You represent a very small proportion of the world. How you get food delivered to your community, and how you pay for that, is an abberation against the norm the rest of the world lives with.
The main point being - if we all worked together to insure that everyone got the various nutrients they needed, we could feed the world with far less work going into agriculture.
Pie in the sky nonsense because you can't replicate what you enjoy in the west over the entire world by just decreeing it should be so. You need a realistic plan - not just platitudes.

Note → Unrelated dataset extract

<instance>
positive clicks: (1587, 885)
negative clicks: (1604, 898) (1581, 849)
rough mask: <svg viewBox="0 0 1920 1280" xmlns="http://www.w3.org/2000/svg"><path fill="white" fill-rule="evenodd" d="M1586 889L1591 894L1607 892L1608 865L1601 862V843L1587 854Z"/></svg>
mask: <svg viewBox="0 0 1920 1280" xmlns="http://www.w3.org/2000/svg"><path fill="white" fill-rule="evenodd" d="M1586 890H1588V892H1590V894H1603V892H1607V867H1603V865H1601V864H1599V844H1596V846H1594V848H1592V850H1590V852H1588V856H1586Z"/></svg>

It's not a realistic plan because how the west acquires it's food isn't realistic to begin with. It's inefficient, wasteful, ecologically unsustainable, and not resistant to catastrophe that would shock the delicate system we've set up. It's also entirely dependent on expensive and technologically advanced logistical infrastructure and machinery. Which is not something you can just pull out of your pocket and start passing out all over the world like candy.
As it stands, some countries (like the U.S.) feed animals the lion's share of agricultural produce. For example, the estimates are that potentially 800 million people could be fed with the vegetation grown to feed U.S. livestock alone.
There's several problems with this statement of yours:
1. Your statement is completely and utterly irrelevant to how most of the world gets their meat. Much the world is not growing grains to produce meat for consumption because it's not economical for them to do so.
2. The USA is a net exporter of crops even after feeding a large portion of it to our animals. This proves that we aren't wasting land that would otherwise be used to feed our people. We're using excess land for it.
3. Even if we grew crops on that land with the intent of exporting it, we'd have no market of buyers for it. Because the people who need it most don't have dollars. Because they don't export enough of significance in order to get their hands on those dollars.
For us to do what you advocate we'd have to have the US government pay people to go farm grain on this land. Not allow people to do anything else with it. And pay them lucratively enough so that they aren't lured away by other more profitable sectors of agriculture. And then after all that expensive subsidization, we'd then need to just go pass it out for free around the world because those people don't have sufficient money to pay for that expensive subsidized grain. Of course, our government would also have to pay transportation and communications networks to deliver it to those parts of the world, because they don't have the means or the money to do so either. Further adding to the subsidization burden.
Now we're getting more into political/social/economic territory than ecology. You might be a card carrying communist who actually believes that is a good idea, but why that would be a horrendous, harmful, and unsustainable idea is another topic of debate entirely. For the sake of keeping things on topic, I wouldn't try to get into that particular debate in this particular thread.